EMR Bootstrapping Cookbook

Bootstrapping allows you to run commands to customize EMR machines, at the time the cluster is created.

When to use bootstrap, and when to use setup

You can use bootstrap and setup together.

Generally, you want to use bootstrap for things that are part of your general production environment, and setup for things that are specific to your particular job. This makes things work as expected if you are Pooling Clusters.

All these examples use bootstrap. Not saying it’s a good idea, but all these examples will work with setup as well (yes, Hadoop tasks on EMR apparently have access to sudo).

Installing Python packages with pip

The only tricky thing is making sure you install packages for the correct version of Python.

Figure out which version of Python you’ll be running on EMR (see python_bin for defaults).

  • If it’s Python 2.6, use pip
  • If it’s Python 2.7, use pip-2.7
  • If it’s Python 3, use pip-3.4

For example, to install ujson on Python 2.7:

runners:
  emr:
    bootstrap:
    - sudo pip-2.7 install ujson

See PyPI for a the full list of available Python packages.

You can also install packages from a requirements file:

runners:
  emr:
    bootstrap:
    - sudo pip-2.7 install -r /local/path/of/requirements.txt#

Or a tarball:

runners:
  emr:
    bootstrap:
    - sudo pip-2.7 install /local/path/of/tarball.tar.gz#

Note

If for some reason you must run on AMI version 2.4.2 or earlier (protip: don’t do that), see below for how to get pip working.

Warning

If you’re trying to run jobs on AMI version 3.0.0 (protip: don’t do that either) pip appears not to work due to out-of-date SSL certificate information.

Installing System Packages

EMR gives you access to a variety of different Amazon Machine Images, or AMIs for short (see image_version).

3.x and 4.x AMIs

Starting with 3.0.0, EMR AMIs use Amazon Linux, which uses yum to install packages.

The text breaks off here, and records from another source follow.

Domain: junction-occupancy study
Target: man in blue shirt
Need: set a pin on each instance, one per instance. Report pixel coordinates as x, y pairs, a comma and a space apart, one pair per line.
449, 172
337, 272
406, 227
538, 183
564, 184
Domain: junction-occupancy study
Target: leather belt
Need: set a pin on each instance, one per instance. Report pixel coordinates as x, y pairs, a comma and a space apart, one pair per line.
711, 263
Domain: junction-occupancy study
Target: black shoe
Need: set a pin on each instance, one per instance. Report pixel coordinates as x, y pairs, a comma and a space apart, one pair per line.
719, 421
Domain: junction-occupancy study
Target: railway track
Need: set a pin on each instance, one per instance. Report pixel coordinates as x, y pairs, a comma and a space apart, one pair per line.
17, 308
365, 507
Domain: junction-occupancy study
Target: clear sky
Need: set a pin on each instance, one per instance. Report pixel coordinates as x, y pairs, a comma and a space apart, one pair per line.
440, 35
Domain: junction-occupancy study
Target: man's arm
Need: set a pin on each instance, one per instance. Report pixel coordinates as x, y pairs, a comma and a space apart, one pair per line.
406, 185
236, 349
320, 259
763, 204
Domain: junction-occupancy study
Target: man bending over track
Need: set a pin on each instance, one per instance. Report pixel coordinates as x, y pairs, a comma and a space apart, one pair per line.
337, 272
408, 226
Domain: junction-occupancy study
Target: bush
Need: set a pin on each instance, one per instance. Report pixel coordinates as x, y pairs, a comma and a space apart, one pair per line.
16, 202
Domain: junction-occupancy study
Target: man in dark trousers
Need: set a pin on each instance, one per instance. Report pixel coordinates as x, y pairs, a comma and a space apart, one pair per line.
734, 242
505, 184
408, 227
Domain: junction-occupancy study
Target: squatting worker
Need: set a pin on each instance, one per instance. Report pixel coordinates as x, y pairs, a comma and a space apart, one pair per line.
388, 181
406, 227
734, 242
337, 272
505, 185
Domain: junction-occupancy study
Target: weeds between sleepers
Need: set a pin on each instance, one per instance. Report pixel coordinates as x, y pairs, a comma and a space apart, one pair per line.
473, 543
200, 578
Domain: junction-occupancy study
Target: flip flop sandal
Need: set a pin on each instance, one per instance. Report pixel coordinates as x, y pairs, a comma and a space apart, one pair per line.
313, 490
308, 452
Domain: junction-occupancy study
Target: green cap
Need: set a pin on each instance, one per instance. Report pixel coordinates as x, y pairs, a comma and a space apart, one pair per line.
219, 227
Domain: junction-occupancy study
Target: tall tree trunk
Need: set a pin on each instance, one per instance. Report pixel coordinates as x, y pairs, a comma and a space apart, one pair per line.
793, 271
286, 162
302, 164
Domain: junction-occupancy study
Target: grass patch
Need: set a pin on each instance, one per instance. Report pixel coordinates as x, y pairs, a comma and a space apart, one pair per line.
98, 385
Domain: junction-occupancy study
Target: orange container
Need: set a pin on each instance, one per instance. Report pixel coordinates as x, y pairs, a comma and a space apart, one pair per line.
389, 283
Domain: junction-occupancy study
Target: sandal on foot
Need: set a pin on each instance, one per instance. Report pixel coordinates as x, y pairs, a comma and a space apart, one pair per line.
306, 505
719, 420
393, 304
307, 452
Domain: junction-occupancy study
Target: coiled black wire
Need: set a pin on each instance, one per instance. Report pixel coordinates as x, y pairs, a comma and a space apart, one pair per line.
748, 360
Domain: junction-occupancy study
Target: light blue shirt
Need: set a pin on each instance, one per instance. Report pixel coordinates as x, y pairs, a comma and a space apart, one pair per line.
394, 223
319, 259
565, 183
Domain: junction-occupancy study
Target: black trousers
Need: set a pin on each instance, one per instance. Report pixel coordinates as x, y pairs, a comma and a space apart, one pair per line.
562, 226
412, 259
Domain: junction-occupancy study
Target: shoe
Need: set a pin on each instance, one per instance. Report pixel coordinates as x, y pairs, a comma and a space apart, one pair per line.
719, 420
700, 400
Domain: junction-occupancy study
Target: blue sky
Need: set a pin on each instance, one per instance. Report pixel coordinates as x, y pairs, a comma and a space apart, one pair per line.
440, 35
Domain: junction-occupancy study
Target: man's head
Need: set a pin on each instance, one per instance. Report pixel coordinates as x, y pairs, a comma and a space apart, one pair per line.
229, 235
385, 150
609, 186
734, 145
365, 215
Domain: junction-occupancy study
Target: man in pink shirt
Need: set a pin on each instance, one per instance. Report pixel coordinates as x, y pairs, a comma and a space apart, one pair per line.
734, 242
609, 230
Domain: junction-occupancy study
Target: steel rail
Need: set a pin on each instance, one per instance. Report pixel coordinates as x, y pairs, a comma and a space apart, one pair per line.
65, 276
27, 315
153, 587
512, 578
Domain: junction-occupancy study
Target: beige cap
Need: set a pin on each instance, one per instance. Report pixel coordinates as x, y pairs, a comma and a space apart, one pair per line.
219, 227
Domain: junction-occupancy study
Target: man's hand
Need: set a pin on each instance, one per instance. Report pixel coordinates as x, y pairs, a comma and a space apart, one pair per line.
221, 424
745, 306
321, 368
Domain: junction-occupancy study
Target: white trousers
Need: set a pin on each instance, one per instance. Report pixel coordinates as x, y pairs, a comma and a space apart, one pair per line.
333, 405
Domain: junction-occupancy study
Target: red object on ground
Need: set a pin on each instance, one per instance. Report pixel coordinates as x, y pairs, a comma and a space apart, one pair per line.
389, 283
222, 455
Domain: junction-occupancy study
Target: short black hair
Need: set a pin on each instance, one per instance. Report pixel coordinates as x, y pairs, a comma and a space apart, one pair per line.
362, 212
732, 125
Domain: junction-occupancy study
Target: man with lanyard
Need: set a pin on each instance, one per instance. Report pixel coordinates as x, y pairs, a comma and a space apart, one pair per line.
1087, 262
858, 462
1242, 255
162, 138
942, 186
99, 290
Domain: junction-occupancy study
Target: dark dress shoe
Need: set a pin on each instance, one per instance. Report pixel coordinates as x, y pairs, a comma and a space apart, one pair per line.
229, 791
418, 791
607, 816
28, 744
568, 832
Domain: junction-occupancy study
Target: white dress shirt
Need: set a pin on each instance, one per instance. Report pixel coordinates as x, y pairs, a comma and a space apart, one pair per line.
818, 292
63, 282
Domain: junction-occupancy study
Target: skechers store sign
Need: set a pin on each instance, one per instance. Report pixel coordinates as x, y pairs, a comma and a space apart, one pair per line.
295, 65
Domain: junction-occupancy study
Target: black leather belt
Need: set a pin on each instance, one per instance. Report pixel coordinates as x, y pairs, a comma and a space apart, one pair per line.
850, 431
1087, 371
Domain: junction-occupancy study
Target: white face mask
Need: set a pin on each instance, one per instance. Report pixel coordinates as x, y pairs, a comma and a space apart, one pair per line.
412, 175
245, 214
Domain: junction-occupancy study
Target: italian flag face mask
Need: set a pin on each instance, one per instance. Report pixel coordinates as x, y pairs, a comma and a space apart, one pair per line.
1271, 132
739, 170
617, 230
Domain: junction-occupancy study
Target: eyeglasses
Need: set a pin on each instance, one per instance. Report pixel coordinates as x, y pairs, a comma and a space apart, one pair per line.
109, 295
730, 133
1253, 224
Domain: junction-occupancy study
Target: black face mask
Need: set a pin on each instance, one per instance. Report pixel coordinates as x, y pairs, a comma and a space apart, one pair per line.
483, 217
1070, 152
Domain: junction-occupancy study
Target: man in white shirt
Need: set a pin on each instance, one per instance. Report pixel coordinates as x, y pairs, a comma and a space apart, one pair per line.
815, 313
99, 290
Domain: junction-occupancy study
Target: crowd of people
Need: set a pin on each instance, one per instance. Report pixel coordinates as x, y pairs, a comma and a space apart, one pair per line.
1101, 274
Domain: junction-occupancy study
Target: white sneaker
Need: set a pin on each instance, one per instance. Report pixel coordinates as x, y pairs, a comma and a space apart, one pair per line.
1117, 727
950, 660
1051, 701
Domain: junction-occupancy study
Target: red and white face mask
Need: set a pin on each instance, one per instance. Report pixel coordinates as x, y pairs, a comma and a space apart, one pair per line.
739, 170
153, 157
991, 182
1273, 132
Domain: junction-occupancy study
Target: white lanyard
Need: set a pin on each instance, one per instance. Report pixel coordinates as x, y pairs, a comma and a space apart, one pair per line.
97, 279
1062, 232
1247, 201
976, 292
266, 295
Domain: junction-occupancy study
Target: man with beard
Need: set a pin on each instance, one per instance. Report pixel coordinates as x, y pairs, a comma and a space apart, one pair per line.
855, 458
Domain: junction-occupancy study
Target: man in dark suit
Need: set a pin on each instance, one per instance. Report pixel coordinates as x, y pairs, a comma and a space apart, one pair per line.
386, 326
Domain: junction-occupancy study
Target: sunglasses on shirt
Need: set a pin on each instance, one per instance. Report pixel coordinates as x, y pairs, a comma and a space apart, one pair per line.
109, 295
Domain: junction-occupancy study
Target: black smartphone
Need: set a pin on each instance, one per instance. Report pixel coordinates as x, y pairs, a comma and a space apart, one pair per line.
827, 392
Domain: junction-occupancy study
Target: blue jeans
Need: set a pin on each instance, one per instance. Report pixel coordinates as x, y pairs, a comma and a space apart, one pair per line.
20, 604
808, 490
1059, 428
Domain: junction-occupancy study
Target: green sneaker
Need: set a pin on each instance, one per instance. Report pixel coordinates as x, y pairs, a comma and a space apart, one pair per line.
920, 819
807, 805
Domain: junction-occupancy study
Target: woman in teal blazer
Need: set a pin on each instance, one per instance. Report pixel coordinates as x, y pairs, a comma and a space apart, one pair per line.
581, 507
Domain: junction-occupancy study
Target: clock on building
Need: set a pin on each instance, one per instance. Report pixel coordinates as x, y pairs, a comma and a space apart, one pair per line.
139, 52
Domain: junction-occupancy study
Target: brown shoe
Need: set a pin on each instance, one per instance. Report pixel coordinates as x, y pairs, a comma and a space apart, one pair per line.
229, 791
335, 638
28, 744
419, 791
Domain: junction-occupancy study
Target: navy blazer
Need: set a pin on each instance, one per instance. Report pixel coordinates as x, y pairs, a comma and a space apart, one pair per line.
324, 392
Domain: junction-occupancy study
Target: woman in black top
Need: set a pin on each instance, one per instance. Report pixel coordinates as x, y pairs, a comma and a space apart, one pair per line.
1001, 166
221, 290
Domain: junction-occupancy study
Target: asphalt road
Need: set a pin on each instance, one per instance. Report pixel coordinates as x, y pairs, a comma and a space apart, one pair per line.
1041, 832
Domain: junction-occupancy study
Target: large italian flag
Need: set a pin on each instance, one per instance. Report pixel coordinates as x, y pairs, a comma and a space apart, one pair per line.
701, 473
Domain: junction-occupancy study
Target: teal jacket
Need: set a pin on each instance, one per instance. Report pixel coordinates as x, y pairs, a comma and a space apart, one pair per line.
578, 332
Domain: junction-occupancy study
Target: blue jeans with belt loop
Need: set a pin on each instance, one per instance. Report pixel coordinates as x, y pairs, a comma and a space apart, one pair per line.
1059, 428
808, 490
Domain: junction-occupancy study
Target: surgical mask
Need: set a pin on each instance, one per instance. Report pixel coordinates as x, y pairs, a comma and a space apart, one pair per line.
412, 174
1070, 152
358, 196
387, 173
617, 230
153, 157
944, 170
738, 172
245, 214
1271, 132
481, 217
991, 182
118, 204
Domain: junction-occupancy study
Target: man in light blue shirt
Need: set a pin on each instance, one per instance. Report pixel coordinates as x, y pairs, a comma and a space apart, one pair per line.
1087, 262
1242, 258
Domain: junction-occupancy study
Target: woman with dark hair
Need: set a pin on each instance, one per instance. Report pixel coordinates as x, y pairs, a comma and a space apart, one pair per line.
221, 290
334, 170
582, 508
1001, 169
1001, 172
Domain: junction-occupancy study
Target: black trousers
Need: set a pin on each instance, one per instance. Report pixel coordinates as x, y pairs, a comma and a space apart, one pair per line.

For example, to install NumPy:

runners:
  emr:
    bootstrap:
    - sudo yum install -y python27-numpy

(Don’t forget the -y!)

Amazon Linux currently has few packages for Python 3 libraries; if you’re on Python 3, just use pip.

Here are the package lists for all the various versions of Amazon Linux used by EMR:

Note

The package lists gloss over Python versions; wherever you see a package named python-<lib name>, you’ll want to install python26-<lib name> or python27-<lib name> instead.

2.x AMIs

The 2.x AMIs are based on a version of Debian that is so old it has been “archived,” which makes their package installer, apt-get, no longer work out-of-the-box.

If you must use the 2.x AMIs, you can get apt-get working again by fixing /etc/apt/sources.list and running apt-get update. For example, to install pip for Python 2.6:

runners:
  emr:
    bootstrap:
    - sudo echo "deb http://archive.debian.org/debian/ squeeze main contrib non-free" > /etc/apt/sources.list
    - sudo apt-get update
    - sudo apt-get install -y python-pip

Note

pip-2.7 is already installed by default on AMI version 2.4.3 and later.

See the full list of Squeeze packages for all the (very old versions of) software you can install.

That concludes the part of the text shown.